While these are the most common examples where tax exemptions were applied in the UK system, other examples are few and far between. The tax exemption model as previously mentioned has been more widely used in the United States and it has been applied at both national and local levels.

Tax exemptions that could make a difference

While stamp duty is a taxation that could impact the energy efficiency of a property on exchange, other help through the tax system should be explored to help millions of other property owners or occupiers move forward.

Tax allowance for self-assessments

Like the LESA that worked for landlords in the past, perhaps it is time for a universal allowance that would take into account energy efficiency improvements made by all owners. Therefore even capping this to up to £500 per year for insulation upgrades, energy efficient heating systems and renewable system investments would be a start to help stimulate a national drive towards energy efficiency.
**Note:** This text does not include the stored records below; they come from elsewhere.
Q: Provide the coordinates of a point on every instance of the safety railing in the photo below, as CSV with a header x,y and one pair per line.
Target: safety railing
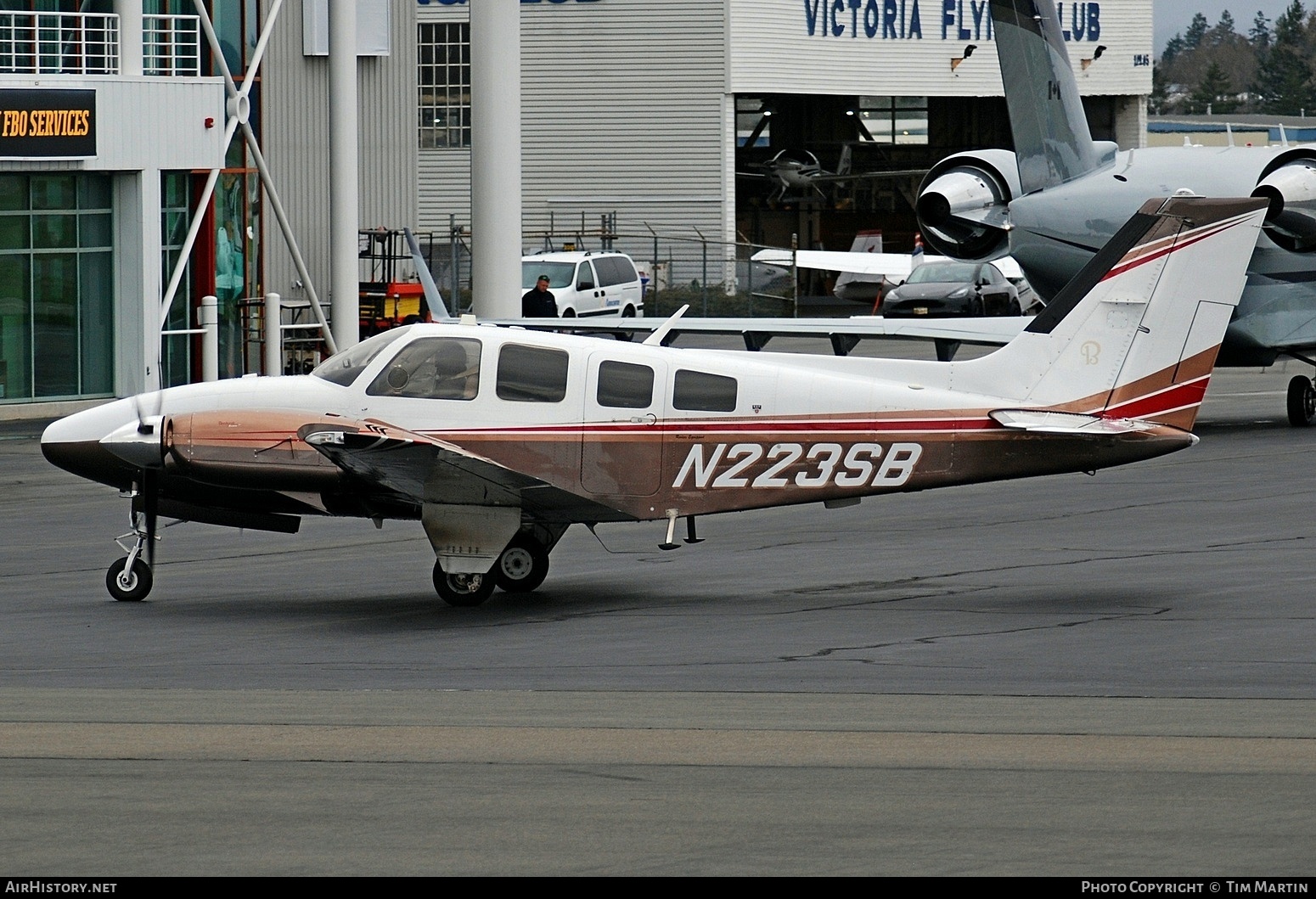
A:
x,y
87,43
172,45
59,43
The issues here would be the admin headache for millions of self-assessment tax payers and the tax bodies that are there to enforce these financial benefits.

Council tax rebates

Council taxes are extremely important to fund local services, and changes seen here to reduce what people pay based on how energy efficient the home is would certainly make many sit up and take notice.

To do this the mechanism for rating the energy efficiency of the properties, the energy performance certificate (EPC) could become the key tool here to determine how much of a council tax reduction the consumers could be entitled to.

However, although the EPCs are now quite common for buying and selling a property, the issue is their validity and accuracy. Whilst an EPC in theory can be valid for 10 years, the underlying assumptions used to derive property energy efficiency have changed over the years. Therefore an EPC issued in 2008 can have a considerable difference in rating even if the same date was used to derive the same certificate but with 2016 software. Therefore some sort of timeframe should be put onto the issue date of when the EPC could be used.

Finally, it is worth mentioning that council tax has been one of the toughest forms of taxation to reform over the years. Therefore it will need a lot of political will from both central and local Governments to see any changes any time soon.

Reduced VAT for labour element on ‘energy saving’ measures only

The actual EU Court of Justice ruling specifically states that it deems it be ‘illegal’ for the reduced VAT rate to be applied to measures where materials are the largest element of the cost of the renovation works to private dwellings; however this won’t necessarily also apply to the labour element of the project. For example, while measures such as solar PV, solar thermal and heat pumps will be severely affected (as the cost of the kit is pretty high), external wall insulation installation could still benefit from an amended policy as the labour element is the most significant part of the cost of the job.

The Government’s final position will be clarified post-Budget 2016.

Reforms to UK Consumer Energy Efficiency Policy – 2016/17

The Department of Energy & Climate Change appointed Dr. Peter Bonfield from the BRE to conduct an independent review into the state of the consumer energy efficiency policy in the UK. According to the terms of reference document, the initial report findings are to be reported back to the relevant Government Secretary of State by the end of Spring 2016 with no set date yet for full published findings and a date set for implementation to the market.

We therefore wait to see whether the Policy Exchange’s findings on UK tax exemptions are to be reported back and included in the full Bonfield review. Including some moderate tax incentives (examples mentioned above) along with other measures (a new and reformed ‘pay-as-you-save’ scheme) would be some steps in the right direction to helping kick off a better take-up of energy efficiency measures.